You need to explain this a little better, what you are saying makes no sense to me. It sounds like you are saying everything we do involves direct action by God. This means everything we do is directed by God, so we have no free will?
No. That’s not how it works. God’s action does not violate our freedom–at least not according to Aquinas. Some later theologians decided that it did. This does allow for better solutions to the problem of evil, but at the cost of radically weakening our doctrine of providence and indeed of creation.
For a good defense of Aquinas’s position (or one interpretation thereof), see the work of David Burrell.
God is the one who causes us to exist. God does not cause us to do evil.
So using your explaination then, when we decide to have sex, God is FORCED to infuse a soul or did He plan and in fact decide for the good of the rest of creation to create a new human being.
I’m going to have to hold you to the rape/adultery example, which you still haven’t addressed adequately. In the case of conception resulting from rape or adultery, we have wicked human action on the one hand, and a good action by God on the other. The one doesn’t cancel out the other. We wouldn’t say to the rapist or adulterer: “Go ahead,” even if we knew for certain that conception would result. In fact, I dare to say that at least in the case of rape we would see conception as making the situation worse. (I want to repeat that I don’t defend abortion under any circumstances, but if you have ever debated this particular issue with a prochoice person you know that it is a very difficult one, and I am certainly happy to concede to the prochoice person that it would better if conception in those circumstances could have been
prevented.)
That example makes your position untenable, because it’s a case where clearly before conception we would say “please don’t do this” (or in the case of rape try with any means at our disposal to prevent the rapist from performing the action), while after conception we would say “Rejoice! God has brought new life into the world!” If we can do this in such an extreme case, we can surely also do much less extreme things, like saying “maybe in some cases it might be wise to have only a few children” while also rejoicing that God has created the children who *have *been conceived.

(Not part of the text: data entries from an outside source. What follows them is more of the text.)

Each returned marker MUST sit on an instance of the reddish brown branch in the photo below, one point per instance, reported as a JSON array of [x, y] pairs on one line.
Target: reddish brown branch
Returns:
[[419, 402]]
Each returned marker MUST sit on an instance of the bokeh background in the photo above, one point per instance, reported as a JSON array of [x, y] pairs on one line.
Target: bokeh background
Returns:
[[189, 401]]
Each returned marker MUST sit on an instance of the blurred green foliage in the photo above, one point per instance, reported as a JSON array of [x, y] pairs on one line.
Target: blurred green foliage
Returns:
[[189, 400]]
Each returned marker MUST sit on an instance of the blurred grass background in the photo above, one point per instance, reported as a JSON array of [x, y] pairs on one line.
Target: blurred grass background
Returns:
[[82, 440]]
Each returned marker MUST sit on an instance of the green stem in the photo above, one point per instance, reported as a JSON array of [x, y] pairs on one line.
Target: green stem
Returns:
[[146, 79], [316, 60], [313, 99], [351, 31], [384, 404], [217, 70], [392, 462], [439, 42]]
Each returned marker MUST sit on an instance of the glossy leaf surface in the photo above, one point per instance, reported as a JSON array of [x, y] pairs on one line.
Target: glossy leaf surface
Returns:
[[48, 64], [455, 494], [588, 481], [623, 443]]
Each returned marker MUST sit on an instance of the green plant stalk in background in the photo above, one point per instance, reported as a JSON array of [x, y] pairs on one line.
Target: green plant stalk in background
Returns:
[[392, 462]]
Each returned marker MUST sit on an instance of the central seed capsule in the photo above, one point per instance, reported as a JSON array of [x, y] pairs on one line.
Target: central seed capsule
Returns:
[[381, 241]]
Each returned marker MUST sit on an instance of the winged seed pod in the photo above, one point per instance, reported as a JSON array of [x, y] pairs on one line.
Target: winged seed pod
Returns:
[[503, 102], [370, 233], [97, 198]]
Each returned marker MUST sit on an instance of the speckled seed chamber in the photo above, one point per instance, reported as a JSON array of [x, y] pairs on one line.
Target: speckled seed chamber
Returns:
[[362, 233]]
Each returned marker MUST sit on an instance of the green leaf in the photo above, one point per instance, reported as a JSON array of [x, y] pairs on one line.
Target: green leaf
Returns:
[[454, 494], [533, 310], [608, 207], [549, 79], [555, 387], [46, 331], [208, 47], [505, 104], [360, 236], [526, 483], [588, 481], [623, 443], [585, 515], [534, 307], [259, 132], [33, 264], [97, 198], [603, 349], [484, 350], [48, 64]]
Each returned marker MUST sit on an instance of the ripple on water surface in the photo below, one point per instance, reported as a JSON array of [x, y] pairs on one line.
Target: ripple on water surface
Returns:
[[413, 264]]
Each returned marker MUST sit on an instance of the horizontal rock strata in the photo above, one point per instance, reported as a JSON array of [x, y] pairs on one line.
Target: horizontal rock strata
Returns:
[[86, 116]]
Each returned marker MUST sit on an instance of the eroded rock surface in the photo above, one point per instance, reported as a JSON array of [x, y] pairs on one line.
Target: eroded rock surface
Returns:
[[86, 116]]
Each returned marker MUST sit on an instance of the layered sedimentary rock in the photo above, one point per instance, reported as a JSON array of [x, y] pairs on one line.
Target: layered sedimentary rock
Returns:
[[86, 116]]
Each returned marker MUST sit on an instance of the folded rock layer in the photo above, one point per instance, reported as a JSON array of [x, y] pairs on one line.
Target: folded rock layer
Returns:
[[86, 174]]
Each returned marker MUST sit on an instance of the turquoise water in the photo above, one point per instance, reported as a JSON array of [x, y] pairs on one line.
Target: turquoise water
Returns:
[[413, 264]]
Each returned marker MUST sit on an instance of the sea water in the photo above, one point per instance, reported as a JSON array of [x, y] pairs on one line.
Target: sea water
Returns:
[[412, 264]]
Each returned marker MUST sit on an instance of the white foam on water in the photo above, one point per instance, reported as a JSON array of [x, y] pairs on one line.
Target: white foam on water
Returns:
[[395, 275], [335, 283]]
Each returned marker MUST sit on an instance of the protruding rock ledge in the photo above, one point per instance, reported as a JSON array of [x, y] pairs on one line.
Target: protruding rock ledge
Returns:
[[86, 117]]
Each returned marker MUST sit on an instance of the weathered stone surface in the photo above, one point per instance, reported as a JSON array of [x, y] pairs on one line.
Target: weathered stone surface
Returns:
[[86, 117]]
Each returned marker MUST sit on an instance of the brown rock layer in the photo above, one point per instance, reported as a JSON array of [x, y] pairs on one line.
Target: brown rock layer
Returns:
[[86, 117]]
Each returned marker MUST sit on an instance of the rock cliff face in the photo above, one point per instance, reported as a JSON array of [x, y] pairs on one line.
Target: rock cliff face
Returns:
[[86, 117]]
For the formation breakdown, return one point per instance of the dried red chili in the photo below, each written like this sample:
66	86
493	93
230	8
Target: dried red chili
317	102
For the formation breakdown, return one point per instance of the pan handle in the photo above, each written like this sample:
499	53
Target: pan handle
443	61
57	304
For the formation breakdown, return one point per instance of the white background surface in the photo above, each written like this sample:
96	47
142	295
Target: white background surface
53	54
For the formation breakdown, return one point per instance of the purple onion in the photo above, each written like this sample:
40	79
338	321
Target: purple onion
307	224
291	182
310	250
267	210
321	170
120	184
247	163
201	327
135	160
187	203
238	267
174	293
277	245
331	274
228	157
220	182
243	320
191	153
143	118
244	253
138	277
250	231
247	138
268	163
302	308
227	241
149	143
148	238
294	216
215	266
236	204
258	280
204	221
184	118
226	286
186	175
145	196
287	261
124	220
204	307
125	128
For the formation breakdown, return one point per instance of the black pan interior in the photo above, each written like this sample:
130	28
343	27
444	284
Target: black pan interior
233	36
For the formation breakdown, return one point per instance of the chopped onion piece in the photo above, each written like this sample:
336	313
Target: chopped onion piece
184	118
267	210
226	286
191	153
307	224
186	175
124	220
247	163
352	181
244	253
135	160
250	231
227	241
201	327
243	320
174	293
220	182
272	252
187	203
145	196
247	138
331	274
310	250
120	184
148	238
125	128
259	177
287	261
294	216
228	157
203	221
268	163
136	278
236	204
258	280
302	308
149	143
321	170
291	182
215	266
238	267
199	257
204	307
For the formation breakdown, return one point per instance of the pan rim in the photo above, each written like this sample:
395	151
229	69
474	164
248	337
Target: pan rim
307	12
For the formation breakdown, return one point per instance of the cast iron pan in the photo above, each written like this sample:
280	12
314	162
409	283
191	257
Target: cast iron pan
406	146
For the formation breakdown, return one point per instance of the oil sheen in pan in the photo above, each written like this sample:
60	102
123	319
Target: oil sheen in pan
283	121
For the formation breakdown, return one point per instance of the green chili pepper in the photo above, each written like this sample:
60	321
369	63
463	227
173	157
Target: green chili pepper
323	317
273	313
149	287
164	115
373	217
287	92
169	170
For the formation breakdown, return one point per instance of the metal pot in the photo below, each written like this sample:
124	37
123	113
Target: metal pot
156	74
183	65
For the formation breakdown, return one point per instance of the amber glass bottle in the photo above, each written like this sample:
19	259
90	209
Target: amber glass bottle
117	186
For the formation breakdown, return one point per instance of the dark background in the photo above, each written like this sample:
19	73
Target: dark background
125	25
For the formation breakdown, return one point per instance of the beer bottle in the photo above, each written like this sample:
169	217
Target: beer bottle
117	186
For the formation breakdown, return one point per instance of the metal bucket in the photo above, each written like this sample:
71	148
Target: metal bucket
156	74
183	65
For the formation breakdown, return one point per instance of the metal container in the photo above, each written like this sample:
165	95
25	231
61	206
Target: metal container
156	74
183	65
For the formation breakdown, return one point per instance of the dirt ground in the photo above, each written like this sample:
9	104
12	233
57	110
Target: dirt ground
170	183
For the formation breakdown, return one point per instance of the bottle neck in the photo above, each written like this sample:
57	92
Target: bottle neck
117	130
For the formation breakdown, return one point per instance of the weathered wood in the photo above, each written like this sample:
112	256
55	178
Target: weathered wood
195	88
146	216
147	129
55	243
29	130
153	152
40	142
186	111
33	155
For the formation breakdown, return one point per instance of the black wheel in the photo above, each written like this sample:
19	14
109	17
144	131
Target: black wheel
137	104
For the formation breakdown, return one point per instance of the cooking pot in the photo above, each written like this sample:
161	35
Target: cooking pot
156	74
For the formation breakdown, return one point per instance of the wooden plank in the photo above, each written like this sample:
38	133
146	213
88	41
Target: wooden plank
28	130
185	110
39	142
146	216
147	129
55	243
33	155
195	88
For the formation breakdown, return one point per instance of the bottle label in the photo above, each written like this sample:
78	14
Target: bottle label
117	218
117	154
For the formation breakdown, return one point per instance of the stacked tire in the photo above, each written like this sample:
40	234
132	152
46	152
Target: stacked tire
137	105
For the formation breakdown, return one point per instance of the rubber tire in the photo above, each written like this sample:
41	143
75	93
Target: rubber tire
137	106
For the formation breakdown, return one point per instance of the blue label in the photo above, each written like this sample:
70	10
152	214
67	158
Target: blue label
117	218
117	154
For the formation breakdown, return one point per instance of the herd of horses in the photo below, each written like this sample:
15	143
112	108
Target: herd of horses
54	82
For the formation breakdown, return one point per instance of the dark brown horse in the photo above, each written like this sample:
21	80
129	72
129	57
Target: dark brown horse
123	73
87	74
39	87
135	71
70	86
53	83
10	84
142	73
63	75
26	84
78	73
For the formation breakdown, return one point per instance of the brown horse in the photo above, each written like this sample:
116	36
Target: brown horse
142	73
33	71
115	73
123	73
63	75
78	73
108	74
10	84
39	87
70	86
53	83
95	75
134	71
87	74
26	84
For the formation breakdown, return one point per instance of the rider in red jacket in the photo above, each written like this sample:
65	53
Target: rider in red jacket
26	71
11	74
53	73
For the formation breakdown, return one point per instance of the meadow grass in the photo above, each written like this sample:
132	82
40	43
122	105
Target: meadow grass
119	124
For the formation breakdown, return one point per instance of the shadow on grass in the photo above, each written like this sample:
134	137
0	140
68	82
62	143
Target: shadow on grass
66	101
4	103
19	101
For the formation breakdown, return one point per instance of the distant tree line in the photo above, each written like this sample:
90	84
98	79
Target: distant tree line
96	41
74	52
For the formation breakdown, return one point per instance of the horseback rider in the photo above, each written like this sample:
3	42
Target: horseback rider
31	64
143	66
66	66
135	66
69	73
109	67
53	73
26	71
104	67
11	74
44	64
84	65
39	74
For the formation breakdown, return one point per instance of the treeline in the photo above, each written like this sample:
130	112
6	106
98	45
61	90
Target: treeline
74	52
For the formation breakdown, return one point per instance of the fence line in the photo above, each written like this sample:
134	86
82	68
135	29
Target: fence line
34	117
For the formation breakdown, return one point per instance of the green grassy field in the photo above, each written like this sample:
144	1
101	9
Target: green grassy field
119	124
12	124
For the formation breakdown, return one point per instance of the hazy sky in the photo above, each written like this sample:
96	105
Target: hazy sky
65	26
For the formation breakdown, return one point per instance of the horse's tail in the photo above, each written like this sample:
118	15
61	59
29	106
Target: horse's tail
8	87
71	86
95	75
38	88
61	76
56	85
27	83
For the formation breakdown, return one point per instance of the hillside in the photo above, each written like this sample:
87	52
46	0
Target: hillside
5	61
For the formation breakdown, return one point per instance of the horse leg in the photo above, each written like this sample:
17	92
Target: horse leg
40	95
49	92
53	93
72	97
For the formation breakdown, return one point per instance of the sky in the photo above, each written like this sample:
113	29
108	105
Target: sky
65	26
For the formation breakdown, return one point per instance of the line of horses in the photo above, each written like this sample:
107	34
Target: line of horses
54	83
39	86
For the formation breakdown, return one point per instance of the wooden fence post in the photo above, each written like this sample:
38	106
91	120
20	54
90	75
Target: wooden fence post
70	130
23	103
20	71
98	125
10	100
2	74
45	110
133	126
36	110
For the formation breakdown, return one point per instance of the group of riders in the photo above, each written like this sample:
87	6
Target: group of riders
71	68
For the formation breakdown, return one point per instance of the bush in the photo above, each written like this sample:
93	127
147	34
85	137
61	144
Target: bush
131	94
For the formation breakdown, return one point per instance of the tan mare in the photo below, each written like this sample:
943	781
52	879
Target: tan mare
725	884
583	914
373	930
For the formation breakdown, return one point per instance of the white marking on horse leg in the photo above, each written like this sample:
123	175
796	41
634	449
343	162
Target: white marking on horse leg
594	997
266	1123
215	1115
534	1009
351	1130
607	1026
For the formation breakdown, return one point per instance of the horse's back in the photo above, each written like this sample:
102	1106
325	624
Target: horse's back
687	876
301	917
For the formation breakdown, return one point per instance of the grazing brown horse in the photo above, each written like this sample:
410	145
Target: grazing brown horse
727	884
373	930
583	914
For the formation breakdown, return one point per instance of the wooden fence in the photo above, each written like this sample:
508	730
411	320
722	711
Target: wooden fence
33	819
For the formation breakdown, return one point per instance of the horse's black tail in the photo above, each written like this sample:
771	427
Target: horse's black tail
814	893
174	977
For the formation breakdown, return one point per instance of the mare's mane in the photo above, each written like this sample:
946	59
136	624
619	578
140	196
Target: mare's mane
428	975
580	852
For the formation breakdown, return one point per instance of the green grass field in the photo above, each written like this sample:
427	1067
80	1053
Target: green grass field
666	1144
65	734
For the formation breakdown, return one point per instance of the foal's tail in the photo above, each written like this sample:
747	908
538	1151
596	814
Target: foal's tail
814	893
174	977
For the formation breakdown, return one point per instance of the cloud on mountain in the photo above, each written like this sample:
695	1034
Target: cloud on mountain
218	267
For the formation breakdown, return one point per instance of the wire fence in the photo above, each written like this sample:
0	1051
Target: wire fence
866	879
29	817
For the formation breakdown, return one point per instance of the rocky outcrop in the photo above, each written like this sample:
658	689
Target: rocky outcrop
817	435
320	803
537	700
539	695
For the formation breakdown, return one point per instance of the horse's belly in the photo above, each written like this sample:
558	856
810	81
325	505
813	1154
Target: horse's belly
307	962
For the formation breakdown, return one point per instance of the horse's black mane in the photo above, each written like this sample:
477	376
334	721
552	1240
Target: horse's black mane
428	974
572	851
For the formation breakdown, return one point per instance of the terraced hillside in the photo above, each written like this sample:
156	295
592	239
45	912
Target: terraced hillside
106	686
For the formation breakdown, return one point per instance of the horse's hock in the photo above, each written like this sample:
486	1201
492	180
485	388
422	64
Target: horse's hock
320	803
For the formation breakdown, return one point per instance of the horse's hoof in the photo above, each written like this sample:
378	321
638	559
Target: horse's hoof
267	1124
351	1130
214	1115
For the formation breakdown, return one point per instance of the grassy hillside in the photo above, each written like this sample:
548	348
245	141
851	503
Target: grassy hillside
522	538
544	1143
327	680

If you believe that even NFP shouldn’t be used to space births, then it may be hard to get through to you on this one. But the vast majority of prolife people (including your fellow Catholics) who do try to space births nonetheless rejoice at the coming of new life, even if that life was an “accident.” Indeed, in a sense that is a particular joy because it reminds us that (as you and Brooklyn have been rightly insisting) our prudential decisions do not have the last word and God may often choose to surprise and confound our best-laid plans.
Some friends of mine (my wife and I are godparents to three of their children) have five children, of whom the last was an “accident.” A secular colleague of mine (we were all in grad school at the time) expressed disapproval that my friends were having a fifth child. I wish I had simply told her how inappropriate I found that comment. Instead, I told her (which probably wasn’t my right to tell) that I knew that the fifth child was not planned. (I’m afraid I was often a coward with regard to my secular colleagues.) She at least had the good taste (I would like to think also the morality, but I don’t know for sure) not to mention abortion.
So I do understand where you and Brooklyn are coming from. I know that there are a lot of folks out there who really think that having more than a couple of children is some sort of crime. I want you to understand that I’m not saying anything of the sort. Clearly once a child is conceived, he or she is a good gift of God. What I am trying to show is that we cannot logically or morally speak of conception *before *it has happened in the same way that we do *afterwards. *And the case of conception resulting from rape or adultery is my clearest example.
That is different, because in that sense, I think God would allow the man to get hit, rather than directly act to hit the man.
But God is the one causing the man to exist. God is the one sustaining all things in existence. God is the one whose primary agency allows second causes (not just human wills, but the laws that make combustion engines work and wheels turn) to operate. It’s true that God is not *causing *the act of the car hitting the man. God is causing what is good in that situation–the existence of the driver, his agency as a free being, the physical materials that make up the car and the laws that allow it to function.
Similarly, God is not forcing two human beings to have intercourse at a time when the woman is fertile. God is not causing the violence of rape, or the unfaithfulness of adultery, or even the much milder and more questionable foolishness that might in some cases be involved in a decision to conceive another child. What God is causing is, again, what is good. You are right that this is much more prominent and easy to point to in the case of conception. But I don’t see that the principle is different.
With conception it is a different story. God is the only one that can create a human soul. No one else, by any action, can do this.
No one except God can create or sustain in being anything at all. No one except God can create the physical laws that allow cars to operate.
And every act of sex does not occur in a pregnancy. Do you think there is ever a person that was conceived, out your definition of imprudence, that shouldn’t have been conceived, but God just did it, because the person made a stupid mistake?
I think that this isn’t a meaningful way of speaking when we are in time and God is in eternity. I don’t think we can go beyond saying that what is good in any human action is ultimately caused by God (in such a way as not to violate our freedom), but what is evil or foolish or just imperfect derives only from creatures. I will grant that the creation of the human soul is a more direct action by God (in the creationist view which triumphed over traducianism in the early Church–I do not have strong views either way on that issue, not being a Catholic). But again, I think the same principle applies.